Many new parents are
surprised at how much time, attention, and effort childcare
involves. When they discover that their baby is naturally demanding
and dependent, they sometimes worry about “giving in” to all his
needs. If they pick him up when he cries, offer a bottle or breast
on demand, or keep him near through the day, will he soon become too
dependent? In our society, independence is viewed as a positive
trait, and many parents are concerned if their babies seem too
attached to people or objects. Yet, when parents fully understand
their child’s dependency needs, they can see there’s no need to
worry about their baby’s lack of self-sufficiency.
Infants and young children are almost totally dependent on adults;
this is a natural and necessary condition of early childhood. It’s
nor mal for babies to want the constant comfort of being cared for,
held, fed, changed, loved, and played with, and there’s nothing
harmful about giving to a young child. A child whose needs are met
and who has a strong attachment to his parents develops a foundation
of trust that will allow him to gradually become independent.
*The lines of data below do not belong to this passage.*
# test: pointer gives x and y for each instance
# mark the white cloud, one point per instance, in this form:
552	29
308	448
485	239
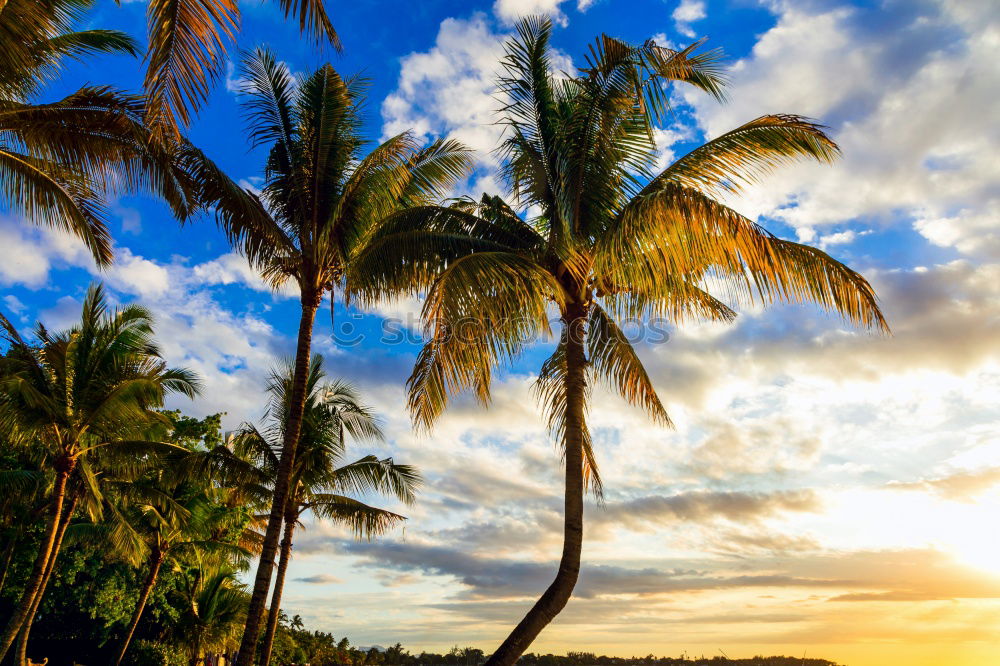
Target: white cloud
14	304
509	11
450	90
686	13
911	107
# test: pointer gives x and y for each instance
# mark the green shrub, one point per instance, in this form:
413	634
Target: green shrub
148	653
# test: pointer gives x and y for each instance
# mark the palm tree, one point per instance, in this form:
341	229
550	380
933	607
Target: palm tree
60	160
160	520
187	51
76	393
610	240
320	200
214	605
318	484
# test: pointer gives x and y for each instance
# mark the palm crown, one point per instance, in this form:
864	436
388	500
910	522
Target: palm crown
321	199
319	482
322	196
606	238
78	395
59	161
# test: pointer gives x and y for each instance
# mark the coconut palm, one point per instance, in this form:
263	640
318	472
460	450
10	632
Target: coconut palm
187	51
214	605
159	520
87	489
319	483
609	240
320	200
60	160
76	394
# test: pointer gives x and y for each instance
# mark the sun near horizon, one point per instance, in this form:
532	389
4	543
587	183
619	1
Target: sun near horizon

Some adults feel that it’s never too soon to start teaching a child
to become independent: “He’s going to have to learn sometime that he
can’t always have his way.” “He has to find out what life is really
like.” And some people also believe that giving in to a child’s
needs in infancy will make it that much harder to get him to give up
his dependencies later on.
Parents who are uneasy about how dependent their young child is may,
in an attempt to foster independence, make conscious decisions not
to meet all of bis needs. They may hesitate to pick him up when he
cries, or hold back on cuddling or frequent nursing. They may feel
guilty and full of self-doubt whenever they do give more than they
think they should.
However, if your baby learns to trust your care and support, he’ll
turn into a toddler who explores his surroundings with confidence.
And as he grows, his natural drive for independence will begin to
show. The ten-month-old will want to feed himself, the two-year-old
will cry out, “I’ll do it myself,” the three-year-old will feel good
going off on his tricycle, and the five-year-old will happily spend
time with his friends.
Your young child will always have a strong need to be cared for, of
course, but as he gets older, he’ll become more and more
independent, and you’ll spend less time giving. Although there will
be times when he temporarily becomes more dependent—when he enters
preschool, when the family moves, when a sibling is born—if his
early dependency needs have been met, he’ll move into the world with
a greater sense of trust and confidence.